Defeated generals are sent home in disgrace, but it is most unusual to dismiss victorious ones. Whatever the future may hold for Kosovo--and it looks rather grim at present--there is no doubt that NATO's war against Serbia ended in victory. Nor is it in doubt that its military commander, Gen. Wesley K. Clark, was very much the victorious general of that war.
So why was Clark fired? The official answer is that he wasn't fired at all, but merely asked to accommodate his successor at NATO, Gen. Joseph W. Ralston, by stepping aside a bit early. That is all very plausible except that any four-star general can be parked in a special assignment while awaiting a new command. Because Ralston is especially well-liked, nobody would have objected to the exception.

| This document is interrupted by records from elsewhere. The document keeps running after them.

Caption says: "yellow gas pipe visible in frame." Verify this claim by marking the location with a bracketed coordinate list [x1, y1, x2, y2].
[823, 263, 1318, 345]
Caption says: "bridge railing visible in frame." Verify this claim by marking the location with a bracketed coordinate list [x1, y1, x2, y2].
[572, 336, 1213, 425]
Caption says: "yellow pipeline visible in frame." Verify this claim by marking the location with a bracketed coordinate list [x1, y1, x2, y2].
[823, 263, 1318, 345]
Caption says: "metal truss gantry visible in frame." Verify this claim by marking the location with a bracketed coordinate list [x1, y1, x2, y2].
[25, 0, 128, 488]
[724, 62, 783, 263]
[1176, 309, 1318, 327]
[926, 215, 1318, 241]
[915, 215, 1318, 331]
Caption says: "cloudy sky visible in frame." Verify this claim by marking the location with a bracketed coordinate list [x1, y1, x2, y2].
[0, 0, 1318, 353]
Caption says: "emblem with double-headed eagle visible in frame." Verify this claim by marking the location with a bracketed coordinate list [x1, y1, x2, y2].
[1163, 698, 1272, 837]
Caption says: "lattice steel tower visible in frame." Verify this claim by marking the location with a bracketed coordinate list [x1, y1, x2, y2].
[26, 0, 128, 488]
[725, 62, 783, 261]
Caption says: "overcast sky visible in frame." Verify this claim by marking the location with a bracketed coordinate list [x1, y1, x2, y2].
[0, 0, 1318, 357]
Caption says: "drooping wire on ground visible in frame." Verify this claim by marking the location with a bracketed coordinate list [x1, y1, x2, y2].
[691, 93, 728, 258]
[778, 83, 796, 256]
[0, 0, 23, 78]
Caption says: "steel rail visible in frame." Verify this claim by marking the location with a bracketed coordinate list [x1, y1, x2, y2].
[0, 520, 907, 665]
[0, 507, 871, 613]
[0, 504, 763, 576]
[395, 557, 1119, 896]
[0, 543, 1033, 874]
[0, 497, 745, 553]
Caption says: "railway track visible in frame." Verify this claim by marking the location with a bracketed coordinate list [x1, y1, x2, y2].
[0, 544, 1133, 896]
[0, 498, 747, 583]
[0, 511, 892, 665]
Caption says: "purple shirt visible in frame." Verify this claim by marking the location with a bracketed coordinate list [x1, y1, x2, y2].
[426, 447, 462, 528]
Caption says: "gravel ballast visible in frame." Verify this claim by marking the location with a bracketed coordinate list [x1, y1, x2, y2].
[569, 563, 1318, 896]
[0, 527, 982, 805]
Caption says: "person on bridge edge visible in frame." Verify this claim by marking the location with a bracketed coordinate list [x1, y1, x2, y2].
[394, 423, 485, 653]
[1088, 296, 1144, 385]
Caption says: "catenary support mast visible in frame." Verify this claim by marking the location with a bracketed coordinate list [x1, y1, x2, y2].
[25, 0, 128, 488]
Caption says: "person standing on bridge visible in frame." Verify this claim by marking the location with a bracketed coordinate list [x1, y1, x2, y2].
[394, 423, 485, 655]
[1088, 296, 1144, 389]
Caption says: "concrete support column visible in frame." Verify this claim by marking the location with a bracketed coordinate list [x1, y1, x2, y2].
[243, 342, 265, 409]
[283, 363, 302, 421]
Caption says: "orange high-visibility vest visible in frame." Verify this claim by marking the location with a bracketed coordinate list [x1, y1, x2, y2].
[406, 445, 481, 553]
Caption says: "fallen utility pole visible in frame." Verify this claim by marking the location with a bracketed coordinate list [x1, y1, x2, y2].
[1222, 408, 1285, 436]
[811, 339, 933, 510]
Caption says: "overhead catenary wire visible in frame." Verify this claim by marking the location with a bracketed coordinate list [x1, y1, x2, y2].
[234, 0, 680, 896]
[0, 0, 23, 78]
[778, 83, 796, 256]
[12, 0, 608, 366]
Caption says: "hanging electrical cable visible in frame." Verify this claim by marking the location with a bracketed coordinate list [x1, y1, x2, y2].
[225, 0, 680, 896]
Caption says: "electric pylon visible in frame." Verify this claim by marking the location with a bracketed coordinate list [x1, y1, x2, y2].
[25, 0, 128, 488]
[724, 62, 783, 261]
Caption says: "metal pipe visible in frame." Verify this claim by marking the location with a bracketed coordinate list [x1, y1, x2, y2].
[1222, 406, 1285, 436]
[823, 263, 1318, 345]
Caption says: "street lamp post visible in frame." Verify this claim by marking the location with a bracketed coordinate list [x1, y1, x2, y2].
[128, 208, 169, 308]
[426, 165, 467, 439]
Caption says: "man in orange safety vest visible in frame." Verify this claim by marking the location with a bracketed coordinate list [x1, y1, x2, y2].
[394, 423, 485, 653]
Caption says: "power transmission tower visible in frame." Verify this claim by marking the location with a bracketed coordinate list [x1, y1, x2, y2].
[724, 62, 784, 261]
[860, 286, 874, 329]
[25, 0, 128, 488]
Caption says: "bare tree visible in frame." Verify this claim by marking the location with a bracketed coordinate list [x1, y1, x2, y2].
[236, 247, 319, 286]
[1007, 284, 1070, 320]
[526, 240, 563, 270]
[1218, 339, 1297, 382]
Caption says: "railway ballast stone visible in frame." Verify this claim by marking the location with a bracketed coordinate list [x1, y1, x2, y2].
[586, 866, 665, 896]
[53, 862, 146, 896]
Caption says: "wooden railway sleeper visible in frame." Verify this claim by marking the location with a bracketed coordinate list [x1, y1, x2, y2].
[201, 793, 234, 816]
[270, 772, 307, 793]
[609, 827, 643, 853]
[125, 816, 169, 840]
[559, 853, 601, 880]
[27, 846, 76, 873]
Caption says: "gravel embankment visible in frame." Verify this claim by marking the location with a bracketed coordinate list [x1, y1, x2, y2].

So why was Clark fired? There were the usual tactical disagreements inevitable in any war, as well as a typical clash of perspectives between the commander in charge of a regional war who wanted all possible forces and the Pentagon chiefs who must also worry about all the other potential wars around the globe. That is all very normal and has happened many times before.
A Bigger Issue
Yet the implication that Clark was fired because of normal disagreements between the center and the periphery, between the Pentagon and a regional commander, is utterly misleading. Something much bigger was at work: Clark was caught in the middle of an extremely muddled and controverted transition between two forms of warfare.
One is very familiar, because the entire structure of the U.S. armed forces is built on it: classic war, fought by Army infantry, Marines storming ashore, armored forces, artillery, attack helicopters, fighter-bombers that dive low to attack the enemy, as well as strike aircraft and bombers that operate more safely with stand-off weapons, and the entire panoply of naval forces of course. That is what the U.S. Defense budget purchases--both equipment that may last 30 years and the training and operating "readiness" that must be bought afresh every day, like cut flowers.
To fight classic war, both equipment and readiness are certainly needed, but so is a willingness to accept casualties. Without that, the Pentagon with its 13 Army and Marine divisions resembles a man with 13 luxurious cars and one gallon of gasoline. Blood has become the limiting factor on the conduct of war, not arms or ammunition.